Turning to the second page of the planner we first find our Unit Curriculum Outcomes section. Here is where you list your outcomes you intend to achieve within your unit. You can usually find this in your POI or mapped curriculum document.

This section I found quite exciting to include. Considering how language intensive any subject is, it is crucial to ensure the language we use is accessible to all students. Particularly in my situation where the majority of our students are using English as an additional language. This is still an area I need much more work on however, we fortunately have a fantastic EAL department that assist us whenever we need a hand when it comes to language learning.

I have included the language arts bank here for you to refer to if needed.

Briefly, the Functions and Grammatical Tools section is for language that can include tenses. For example, past tense: I threw the ball, present tense: I am throwing the ball, future tense: I will throw to you.

Talking Frames are quite useful for our discussions and reflections since these can assist the kids to create coherent sentences within the context of the unit. Going ahead with the ball throwing example, if we use 'Language of Sequencing' we can have the frame of "First.... next.... after that... finally." A completed sentence could look like, "first we put the ball in our throwing hand and opposite foot forward. Next we point at our target with our non-throwing hand. After that we throw the ball at our target. Finally, we make sure we turn our body for more power.

The vocabulary section specifies specific words we will be using in our unit. UOI (unit of inquiry) related language is specific language to that unit, such as 'balance beam' in Movement Composition or 'Javelin' in Track and Field or 'attack' in Invasion Games. The language section is PE specific language you'll be targeting, such as balance, throw, movement, skills, etc. General/Daily is for much more general words where you can target 'he/she' as an example. Some of our younger kids still get those two mixed up. Or an alternative could be positional language such as under, over, left, right.

The following section is essentially a space where you can put any idea down relevant to your unit, no matter how crazy, dull, or far-fetching. Just throw it in there. You can sift through these as you proceed to creating your actual unit plan.

The final section of the second page is where we predict some questions that students could ask and then find possible responses to them. For example, "will we have a handball tournament?" This is where I can start finding out if these questions could be made possible.

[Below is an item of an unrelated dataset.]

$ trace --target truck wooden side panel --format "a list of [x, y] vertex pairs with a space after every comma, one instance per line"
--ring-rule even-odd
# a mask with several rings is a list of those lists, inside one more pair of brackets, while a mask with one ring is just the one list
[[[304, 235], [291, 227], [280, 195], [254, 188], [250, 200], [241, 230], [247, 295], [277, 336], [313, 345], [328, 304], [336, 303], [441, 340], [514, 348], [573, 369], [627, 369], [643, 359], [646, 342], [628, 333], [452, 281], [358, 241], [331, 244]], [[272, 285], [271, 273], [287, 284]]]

And now we are at our last page. This is where you start creating your vision for the unit. I tend to work backwards of what I would like to end the unit with. May it be a Track and Field Carnival, a tournament of some sort, or our school musical. The left column breaks the plan down into weeks. The following column indicates which inquiry stage the lessons are at. We follow the Kath Murdoch Inquiry Cycle. Acknowledgement to Making Good Humans for their incredibly insightful article on this cycle.

Here is where you determine when during your unit you will be hitting those outcomes, AtLs, concepts, etc. Where you place these will determine your learning experience / lesson in the following column.

This next section is where you actually write down what your actual lesson plan, what you intend your lesson to be. I break down these weeks into Lesson 1, and Lesson 2 for my grades 3-5, and do 1 lesson per week for my grade 1s.

The hope was that this planner would be accessible and used daily. This is where these two next columns come into play. After each lesson or week you would determine next steps for the unit and indicate any significant actions taken by students.

And lastly, we come up to where we reflect on the unit and anything we need to tweak or scrap entirely for the following year. When planning for the same unit the following year we would use this current planner to help create the new unit. That way we can continually reflect, modify, and refine the unit in the hopes of improving it.

I hope this blog has given you some thoughts about your own planner. If you feel that this planner could be improved, please do let me know. Happy teaching.